The application requests that NKYRG, a wholly owned subsidiary of CDI, be issued a racing license to conduct live racing, with the New Latonia Racing and Gaming entity to remain open year-round as a training facility.
CDI states that allocation of the dates to NKYRG “is a critical, short-term measure to support the thoroughbred racing circuit in Kentucky.”
If approved by the Kentucky Horse Racing Commission, upon completion of the new racing facility, the race dates would permanently move to the proposed New Latonia facility.
Phase Two of the proposed project would see the addition of a hotel, representing an incremental investment of up to $50m.
Kevin Flanery, president of Churchill Downs Racetrack, explained: “Churchill Downs is stepping up to protect and grow Kentucky’s Thoroughbred racing circuit. Our willingness to make a sizeable investment in the neglected northern Kentucky market is our latest effort to improve Kentucky’s valuable horse racing and agriculture industries.
“Just as Derby City Gaming’s historical racing machines have supercharged purses at Churchill Downs Racetrack, we plan to do the same for northern Kentucky’s racing fans at New Latonia.
“Our goal is to deliver an ultra-competitive racing product with more entries and high-quality horses that appeal to bettors and horseplayers nationwide.”
Turfway Park, which is in the middle of changing hands from Jack Entertainment to Hard Rock international, has expressed shock at the news to apply for winter dates that it traditionally holds.

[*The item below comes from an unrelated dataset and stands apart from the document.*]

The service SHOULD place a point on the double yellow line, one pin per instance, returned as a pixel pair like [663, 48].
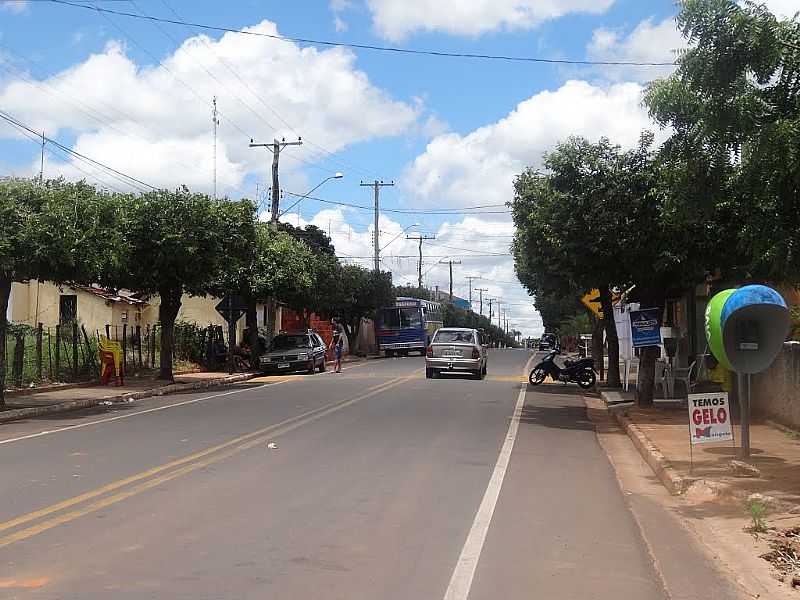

“We are shocked and thoroughly disappointed by Churchill Downs’ recent attack on Turfway Park, which has been a significant part of the northern Kentucky community for over 60 years,” said Mark Dunkeson, CEO of Jack Entertainment.
Issuing its own statement on the news, HRI said: “Hard Rock’s Turfway Park project, that was recently presented to members of the Kentucky Horse Racing Commission, is a rewarding project, not only for Florence, but for all thoroughbred racing in Kentucky.
“We’ve heard of another company trying to take over the existing race dates, however, we are focused on bringing our world-class entertainment to Northern Kentucky, as well as working hard to keep those dates at our venue, which were submitted by the Jack team on July 30, 2019 to the Kentucky Horse Racing Commission.
“With venues in 74 countries, Hard Rock is a world-renowned entertainment company with proven success in restaurants, horse racing, hotels and casinos. In phase one, we will invest significant dollars to provide a first-class facility for horse racing and we’re excited to add historical horse racing machines, which will significantly increase purses and provide an improved horse racing experience in Northern Kentucky.”